Une question primordiale! En confondant les rôles père et conjoint, 15 hommes seulement ont préparé le repas ce soir-là. De ces 15 hommes, 5 étaient seuls pour souper. Donc, 10 hommes ont cuisiné pour leur entourage, tandis que 57 femmes ont cuisiné pour d'autres qu'elles-mêmes. Sempiternelle poutine, te voilà enfin: notre enquête (non scientifique, nous vous le rappelons) n'a révélé que deux pâtés chinois sur 277 repas, mais c'est presque toujours une femme qui met la main à la pâte et la tête dans le four. 

Après avoir domestiqué le feu il y a 500 000 ans, l'homme s'est gardé une petite flamme pour s'allumer une Mark 10, puis il a carrément donné la torche à Bobonne, en lui disant: «Toi, cuire moi boeuf haché». Nous, les cro-magnonnes du 3e millénaire, continuons docilement à préparer le dinosaure-Wellington, cette fois sur la cuisinière Miele en acier brossé (qu'on a payé nous-mêmes, avec le travail que nous donnent nos plus longues études). 
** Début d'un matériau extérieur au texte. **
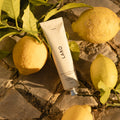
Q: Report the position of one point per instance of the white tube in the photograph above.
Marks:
(55, 34)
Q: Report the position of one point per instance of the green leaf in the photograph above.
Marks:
(65, 7)
(113, 105)
(7, 32)
(117, 89)
(75, 51)
(29, 22)
(3, 53)
(1, 3)
(12, 8)
(39, 2)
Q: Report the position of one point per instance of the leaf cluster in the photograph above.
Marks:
(105, 94)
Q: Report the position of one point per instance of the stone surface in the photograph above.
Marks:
(108, 114)
(96, 3)
(14, 107)
(42, 84)
(66, 100)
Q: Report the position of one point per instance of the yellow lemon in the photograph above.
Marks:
(97, 25)
(29, 55)
(103, 69)
(78, 112)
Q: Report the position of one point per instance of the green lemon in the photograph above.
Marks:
(29, 56)
(97, 25)
(103, 69)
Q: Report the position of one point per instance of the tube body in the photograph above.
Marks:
(55, 34)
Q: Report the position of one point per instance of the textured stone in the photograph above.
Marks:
(66, 100)
(95, 3)
(14, 107)
(43, 83)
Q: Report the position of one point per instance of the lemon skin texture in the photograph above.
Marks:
(97, 25)
(103, 69)
(78, 112)
(29, 55)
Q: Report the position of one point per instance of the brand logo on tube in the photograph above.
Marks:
(61, 52)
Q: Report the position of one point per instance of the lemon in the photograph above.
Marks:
(29, 56)
(78, 112)
(97, 25)
(103, 69)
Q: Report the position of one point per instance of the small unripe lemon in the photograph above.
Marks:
(78, 112)
(29, 55)
(103, 69)
(97, 25)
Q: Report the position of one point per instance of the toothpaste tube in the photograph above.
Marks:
(55, 34)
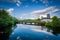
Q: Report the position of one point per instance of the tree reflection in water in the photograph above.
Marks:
(5, 32)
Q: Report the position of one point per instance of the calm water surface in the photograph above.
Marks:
(31, 32)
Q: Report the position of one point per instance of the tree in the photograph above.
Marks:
(54, 25)
(6, 24)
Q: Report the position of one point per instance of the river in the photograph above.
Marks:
(31, 32)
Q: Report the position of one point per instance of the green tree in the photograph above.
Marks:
(6, 24)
Conventionnel, le Québécois?

Un petit mardi finalement car, malgré la disponibilité de produits infiniment variés dans leurs formes et leurs origines, le citoyen québécois a mangé très conventionnellement, presque exactement comme mangeaient ses ancêtres les partisans de l'Union Nationale. Peu de gens ont mangé du congelé tout préparé (5) démentant ainsi les sombres prophéties de mauvais auteurs de science-fiction. Voilà qui rassure. Les changements sont sans doute plus subtils (variété de légumes et aromates) et il serait certainement intéressant d'approfondir ces habitudes alimentaires avec une étude plus sérieuse.  

Ce n'est pas très scientifique à dire, mais, malgré tous ces shows de cuisine sur les manières d'apprêter les pâtes: la nouille n'est pas la Reine du mardi.